The King's wound was serious, and although all the drugs and balsams in the limited pharmacopoeia of those times were administered, it grew worse. Then it was, according to the pretty story universally received, that the Queen, finding the efforts of physicians vain, sucked the poison from the wounded arm of her lord to such good purpose that he recovered, and sat his charger again within fifteen days.
Medical criticism on this recorded action of the poison could scarce fail of being destructive, and indeed it is not to be expected that the story of Eleanor of Castile would be left unassailed in these days, when history is treated scientifically, and when all the old and gracious stories are being explained away or resolved into something repellent and utterly commonplace. Modern historians have told us that William Tell is a myth, and that, consequently, the famous incident of the apple could never have occurred.

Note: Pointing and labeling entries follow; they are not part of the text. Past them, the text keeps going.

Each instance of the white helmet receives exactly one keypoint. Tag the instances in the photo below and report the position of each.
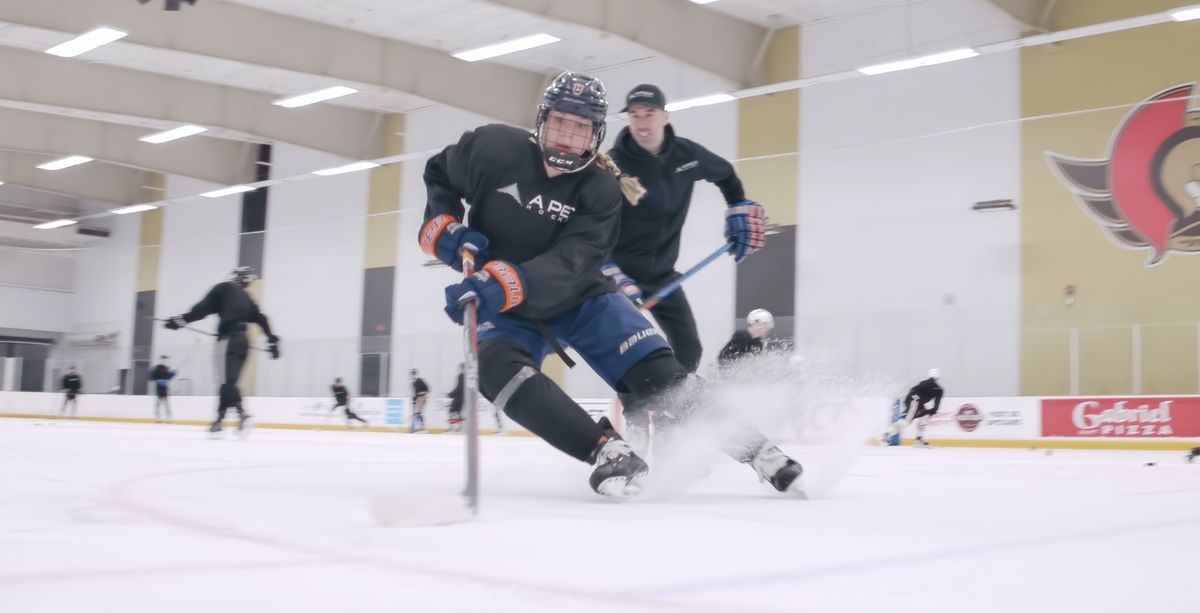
(761, 317)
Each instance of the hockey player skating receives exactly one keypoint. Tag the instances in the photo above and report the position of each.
(921, 403)
(342, 400)
(750, 341)
(456, 402)
(544, 215)
(161, 376)
(235, 310)
(72, 384)
(420, 396)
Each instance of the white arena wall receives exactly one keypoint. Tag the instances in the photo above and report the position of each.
(1134, 422)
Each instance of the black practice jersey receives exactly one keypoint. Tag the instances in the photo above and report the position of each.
(927, 390)
(340, 394)
(419, 388)
(739, 346)
(648, 244)
(72, 383)
(559, 230)
(161, 373)
(233, 305)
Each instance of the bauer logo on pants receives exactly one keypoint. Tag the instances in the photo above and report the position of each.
(635, 338)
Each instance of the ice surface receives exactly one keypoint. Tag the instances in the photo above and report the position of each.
(157, 518)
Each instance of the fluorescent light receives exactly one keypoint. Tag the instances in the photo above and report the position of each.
(703, 101)
(313, 97)
(87, 42)
(994, 205)
(1186, 14)
(916, 62)
(136, 208)
(348, 168)
(507, 47)
(173, 134)
(64, 162)
(55, 223)
(228, 191)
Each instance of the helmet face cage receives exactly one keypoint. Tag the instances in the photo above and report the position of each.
(243, 275)
(761, 317)
(575, 95)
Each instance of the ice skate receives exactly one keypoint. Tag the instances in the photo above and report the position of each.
(618, 470)
(244, 425)
(781, 472)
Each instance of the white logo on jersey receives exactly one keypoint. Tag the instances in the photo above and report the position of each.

Robin Hood, they say, was equally imaginary, or if any real person existed on whom that figure of endearing romance was built up, he had more the attributes of a footpad than those of the chivalrous outlaw those legends have made him. They would even take from us Dick Whittington and his cat. In fact, all these romantic people are classed with King Arthur, Jack the Giant Killer, and Little Red Riding Hood. It is not a little cruel thus to demolish these glamorous figures, but historians since Macaulay have been merciless. It is, therefore, not surprising to read that Eleanor, instead of being heroic was a very woman, and was led "weeping and wailing" from the scene when the surgeons declared that the King's hurt was incurable, unless the whole of the poisoned flesh were cut away. The cure, says an old chronicler, was effected by the surgeons, and the romantic story has in recent times been declared "utterly unworthy of credit."
Alas! too, for the gentle and tender character that has ever been ascribed to Eleanor of Castile; for we read that "though pious and virtuous, she was rather grasping," causing scandal by taking part with Jewish usurers in cozening Christians out of their estates. Ancient records, done on rolls of sheepskin in mediæval dog-Latin, and preserved in the Record Office for all men to see--and read if they can--tell how hard a landlord she was, and how Archbishop Peckham interfered on behalf of her unfortunate tenants, telling her that reparation for wrongs done must precede absolution.